Indeed, Detroit DSA has come under fire from Republicans and Democrats for being a “socialist” organization. Earlier this year, the pro-free-market, Michigan-based Mackinac Center for Public Policy asked the question, “Are socialists deciding close state house races?” In addition, in previous elections, Detroit DSA candidates have been “red-baited” by both Republican opponents and mainstream newspapers. Detroit DSA’s support became an issue in another statehouse race, in which the Republican candidate commissioned robo calls that accused her opponent, Democrat Vicki Barnett, of being a socialist.
Such red-baiting, though unsuccessful (both Barnett and Brown went on to win their elections, the former by a landslide), has prevented Detroit DSA from getting involved in higher profile races. The group offered to support progressive Democratic candidates in two congressional races in 2008: Gary Peters (9th district) and Mark Schauer (7th district), both of whom went on to victory. Green says that the candidates themselves were happy to have Detroit DSA’s involvement, but that “handlers” from the Democratic National Committee (DNC) refused the support, for fear that the candidates would be red-baited or branded as socialists.
Commitment to social movementsDespite the organization’s involvement in electoral politics, Detroit DSA has not given up on its commitment to social movements.
Over the past decade, the group has successfully waged six local living-wage campaigns in southeastern Michigan, utilizing many of the same methods they use to get out the vote. In 1998, thanks partly to the work of Detroit DSA, a living-wage ordinance passed on the ballot in Detroit with 80 percent support.

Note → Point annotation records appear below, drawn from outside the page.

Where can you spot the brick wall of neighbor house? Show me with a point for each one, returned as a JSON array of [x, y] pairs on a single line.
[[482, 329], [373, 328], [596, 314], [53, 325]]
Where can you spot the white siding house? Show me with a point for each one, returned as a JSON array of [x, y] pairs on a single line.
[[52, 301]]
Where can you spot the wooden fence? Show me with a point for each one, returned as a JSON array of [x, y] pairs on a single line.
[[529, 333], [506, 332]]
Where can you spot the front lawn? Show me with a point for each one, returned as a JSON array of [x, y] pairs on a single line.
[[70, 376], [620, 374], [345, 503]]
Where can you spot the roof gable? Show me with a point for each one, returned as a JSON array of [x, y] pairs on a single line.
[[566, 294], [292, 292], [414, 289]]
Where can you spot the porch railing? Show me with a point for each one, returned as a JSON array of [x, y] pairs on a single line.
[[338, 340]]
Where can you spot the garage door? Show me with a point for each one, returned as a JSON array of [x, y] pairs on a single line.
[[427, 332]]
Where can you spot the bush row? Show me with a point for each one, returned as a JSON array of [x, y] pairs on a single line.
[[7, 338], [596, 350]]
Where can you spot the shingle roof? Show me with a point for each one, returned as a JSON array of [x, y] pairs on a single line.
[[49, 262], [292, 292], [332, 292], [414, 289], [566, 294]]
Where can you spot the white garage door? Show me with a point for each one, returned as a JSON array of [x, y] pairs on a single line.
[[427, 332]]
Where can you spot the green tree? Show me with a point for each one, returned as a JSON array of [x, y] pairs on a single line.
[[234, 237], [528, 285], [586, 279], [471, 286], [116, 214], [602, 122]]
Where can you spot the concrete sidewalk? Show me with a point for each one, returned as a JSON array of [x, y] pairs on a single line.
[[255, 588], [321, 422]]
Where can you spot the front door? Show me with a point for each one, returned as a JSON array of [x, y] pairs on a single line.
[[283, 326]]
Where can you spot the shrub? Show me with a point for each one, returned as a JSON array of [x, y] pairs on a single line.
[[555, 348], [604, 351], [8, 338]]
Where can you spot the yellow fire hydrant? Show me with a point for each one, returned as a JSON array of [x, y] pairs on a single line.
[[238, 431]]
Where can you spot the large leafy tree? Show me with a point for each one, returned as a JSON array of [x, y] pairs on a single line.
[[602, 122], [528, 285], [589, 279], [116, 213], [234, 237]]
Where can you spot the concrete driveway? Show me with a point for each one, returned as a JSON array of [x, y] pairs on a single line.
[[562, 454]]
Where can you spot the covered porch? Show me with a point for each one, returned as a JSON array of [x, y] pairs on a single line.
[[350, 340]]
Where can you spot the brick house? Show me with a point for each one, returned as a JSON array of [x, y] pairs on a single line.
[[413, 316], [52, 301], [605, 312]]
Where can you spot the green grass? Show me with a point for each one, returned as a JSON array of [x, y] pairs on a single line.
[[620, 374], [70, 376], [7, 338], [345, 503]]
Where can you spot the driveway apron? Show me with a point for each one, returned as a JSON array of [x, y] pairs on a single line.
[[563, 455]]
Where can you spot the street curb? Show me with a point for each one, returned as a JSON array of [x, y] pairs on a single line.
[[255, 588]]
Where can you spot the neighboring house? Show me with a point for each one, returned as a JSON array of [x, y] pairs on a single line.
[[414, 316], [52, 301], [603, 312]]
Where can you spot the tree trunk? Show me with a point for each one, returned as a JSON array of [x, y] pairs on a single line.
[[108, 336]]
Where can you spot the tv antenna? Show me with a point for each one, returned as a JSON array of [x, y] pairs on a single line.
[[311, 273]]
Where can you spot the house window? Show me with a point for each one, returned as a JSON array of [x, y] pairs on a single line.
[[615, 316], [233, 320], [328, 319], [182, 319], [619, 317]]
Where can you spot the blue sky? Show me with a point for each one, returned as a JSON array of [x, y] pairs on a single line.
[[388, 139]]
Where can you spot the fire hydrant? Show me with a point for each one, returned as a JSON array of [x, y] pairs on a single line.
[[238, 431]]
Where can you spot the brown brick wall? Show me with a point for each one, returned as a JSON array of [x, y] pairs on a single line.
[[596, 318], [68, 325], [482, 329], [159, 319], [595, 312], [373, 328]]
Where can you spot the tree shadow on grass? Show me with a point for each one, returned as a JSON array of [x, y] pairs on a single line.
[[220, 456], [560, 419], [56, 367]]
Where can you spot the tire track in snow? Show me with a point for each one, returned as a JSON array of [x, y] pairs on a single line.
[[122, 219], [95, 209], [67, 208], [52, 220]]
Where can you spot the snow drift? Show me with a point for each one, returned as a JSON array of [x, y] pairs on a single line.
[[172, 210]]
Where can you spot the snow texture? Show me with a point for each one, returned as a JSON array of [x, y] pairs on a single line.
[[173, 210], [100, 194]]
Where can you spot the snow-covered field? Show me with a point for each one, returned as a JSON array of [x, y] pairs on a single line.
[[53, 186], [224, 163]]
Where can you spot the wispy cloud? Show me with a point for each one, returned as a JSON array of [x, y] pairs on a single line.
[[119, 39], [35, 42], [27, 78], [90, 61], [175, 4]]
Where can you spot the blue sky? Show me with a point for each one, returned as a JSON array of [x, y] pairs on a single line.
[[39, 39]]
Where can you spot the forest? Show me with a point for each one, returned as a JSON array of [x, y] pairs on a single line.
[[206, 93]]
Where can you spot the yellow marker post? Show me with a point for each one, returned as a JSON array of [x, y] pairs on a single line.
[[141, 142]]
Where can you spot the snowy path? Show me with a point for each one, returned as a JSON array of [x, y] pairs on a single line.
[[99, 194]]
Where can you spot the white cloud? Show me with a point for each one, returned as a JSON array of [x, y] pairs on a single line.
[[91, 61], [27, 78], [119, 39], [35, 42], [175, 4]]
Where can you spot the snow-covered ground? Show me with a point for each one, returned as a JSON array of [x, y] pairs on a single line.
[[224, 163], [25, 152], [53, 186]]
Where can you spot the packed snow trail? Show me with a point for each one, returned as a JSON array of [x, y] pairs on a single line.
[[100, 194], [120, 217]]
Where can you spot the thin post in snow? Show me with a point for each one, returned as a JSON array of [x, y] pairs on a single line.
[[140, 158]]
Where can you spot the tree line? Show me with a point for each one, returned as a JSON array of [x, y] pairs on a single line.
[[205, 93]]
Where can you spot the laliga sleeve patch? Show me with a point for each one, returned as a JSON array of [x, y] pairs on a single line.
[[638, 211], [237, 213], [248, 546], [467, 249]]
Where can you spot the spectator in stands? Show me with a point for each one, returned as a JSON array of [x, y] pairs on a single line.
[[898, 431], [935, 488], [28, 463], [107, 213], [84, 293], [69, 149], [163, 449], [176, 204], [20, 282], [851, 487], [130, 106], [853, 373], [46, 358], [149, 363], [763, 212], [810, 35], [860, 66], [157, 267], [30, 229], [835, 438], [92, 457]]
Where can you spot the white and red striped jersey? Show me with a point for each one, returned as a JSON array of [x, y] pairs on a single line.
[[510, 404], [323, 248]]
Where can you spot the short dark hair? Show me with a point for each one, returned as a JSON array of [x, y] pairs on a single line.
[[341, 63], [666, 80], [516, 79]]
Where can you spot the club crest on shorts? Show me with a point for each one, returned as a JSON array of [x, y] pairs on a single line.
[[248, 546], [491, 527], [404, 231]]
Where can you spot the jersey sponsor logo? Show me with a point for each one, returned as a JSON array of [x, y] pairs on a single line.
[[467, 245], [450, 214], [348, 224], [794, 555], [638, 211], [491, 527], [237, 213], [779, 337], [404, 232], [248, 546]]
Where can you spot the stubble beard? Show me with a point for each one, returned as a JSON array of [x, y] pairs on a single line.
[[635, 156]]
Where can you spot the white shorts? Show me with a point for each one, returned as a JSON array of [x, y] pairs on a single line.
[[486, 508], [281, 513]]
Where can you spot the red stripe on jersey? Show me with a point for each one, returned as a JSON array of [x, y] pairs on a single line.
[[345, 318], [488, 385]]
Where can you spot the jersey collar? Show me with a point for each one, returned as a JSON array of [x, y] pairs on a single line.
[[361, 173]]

Since then, the group has led other successful campaigns to establish a living wage in the cities of Warren, Eastpointe and Ferndale, and in the counties of Wayne and Macomb.
In 2006, Detroit DSA also led a successful anti-sweatshop campaign at Wayne State University, which thanks to the group’s efforts, no longer sells merchandise made in sweatshops.
Green insists that the social movement activism is as important as Detroit DSA’s electoral work.
“If all we did was work on electing progressive Democrats, we’d be guilty of some of the accusations our opponents give us, that the DSA is just an appendage of the Democratic Party … that we’re political hacks. If all we do is movement work, that’s kind of naïve. The way change happens in this country is by winning elections. That’s how you gain power and make change. You have to have both.”
Looking to the futureGreen is confident that the DNC’s rejection of his organization’s support will change. In the 2008 cycle, support from Detroit DSA helped to push progressive candidates over the top in close races, in traditionally Republican regions, and in races where their candidates were red-baited. They continue to lead living-wage campaigns and other social movements that mainstream Democrats can support without controversy.
The upcoming 2010 elections are particularly important for Detroit DSA. Three-quarters of Michigan’s state senators are up for re-election, and the new census numbers will mean the legislature (where Republicans in the senate have a thin majority) has to redistrict the state. With Detroit DSA’s support, Green says, the Democrats can help avoid Republican dominance and gerrymandering.
Through it all, though, he says, the democratic socialists will stick to their guns and stay committed to long-term progressive change.
“We have to continue to be progressive so people will say, you know, it’s worth working with these people. And we can handle any flack that comes from the right wing. That takes a little backbone, a little experience … and it doesn’t happen overnight.”